In recent years, specialty grains like quinoa and farro have gained widespread popularity in American cooking, so I was surprised, when I went shopping for millet, that I couldn’t find it in any of several stores I visited — not even at Whole Foods. Millet seemed to have fallen out of favor — or maybe never gained the popularity of some of the more popular whole grains. I got out my computer and mailed-ordered it. (See information below.)
Working with millet again brought back many of the lessons I learned in cooking school, including the trick of dry roasting the grains in a pan before cooking to bring out the mild nuttiness that millet is known for. Revisiting millet burgers — still a favorite with me — made me eager to try more millet recipes. Maybe this ancient grain, found in archeological sites around the world, is here to stay this time.Print
Where to find Millet
Like other grains, millet is typically sold in 1 or 2-pound bags. Widely used in India, which is the world’s largest producer of the grain, nutrient-dense millet does not currently seem to enjoy the same acceptance (or popularity) in the U.S.; maybe it’s been temporarily eclipsed by other whole grains such as quinoa and farro. If you have trouble finding it in your local supermarket, health food store, or Whole Foods Market, try on-line mail ordering. About a half dozen companies carry millet, some of it grown organically, some not. Much of the millet consumed in the U.S. is grown here in several Western states like Colorado and Montana. Shiloh Farms Organics and Bob’s Red Mill both carry millet (though Bob’s Red Mill’s is not organic). You can also find millet flour, millet pasta, and even millet pancake mixes.
Ways to use millet
There are two basic ways to use millet: as a fluffy grain, cooked like rice, or as a creamy porridge or risotto. You make the risotto by simply adding more water or stock when cooking. Millet packages can include instructions for stovetop, slow cookers, and instant pots. You can substitute millet for rice for other whole grains and use it in an array of dishes, including:
- Grain bowls and hearty grain salads
- Grain burgers – see Bluedot Living recipe
- Veggie stir fries, or stirred into roasted vegetables
- Breakfast porridges and creamy rissotto-like millet
If you’re feeling adventurous, check out traditional preparations in other countries, such as hand-rolled millet flatbread from India or candied millet puffs, a popular snack in Japan.

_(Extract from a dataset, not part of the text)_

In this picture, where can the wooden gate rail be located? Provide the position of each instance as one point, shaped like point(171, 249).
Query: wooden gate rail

Best way to cook fluffy millet
Some people like to dry toast millet in a skillet before cooking to enhance the nutty flavor of the grain (see below). You can try it both ways to see if you have a preference. It may take a few tries for you to get the right consistency for fluffy millet — but don’t give up. Add a little more, or less, water as needed. Alternatively, try cooking millet in a rice cooker. A friend who does this says her millet comes out perfectly every time. For stovetop cooking, follow this recipe:
- 1 cup millet, rinsed
- 1 3/4 cups water
- 2 pinches of salt
- Before adding to a saucepan, dry roast the millet. After rinsing, place strained millet in a heavy, dry skillet (don’t add any oil) on medium to medium-high. Toast, stirring constantly with a wooden spoon until dry and nutty smelling, about 5 minutes. 2. Combine toasted millet, water, and salt in a 1-quart saucepan. Bring to a boil, cover, reduce heat to low, and simmer for 20-25 minutes or until the grain is uniformly cooked and water is absorbed. Let sit for five minutes. Remove cover and fluff with a fork. Add to a bowl or store in the fridge.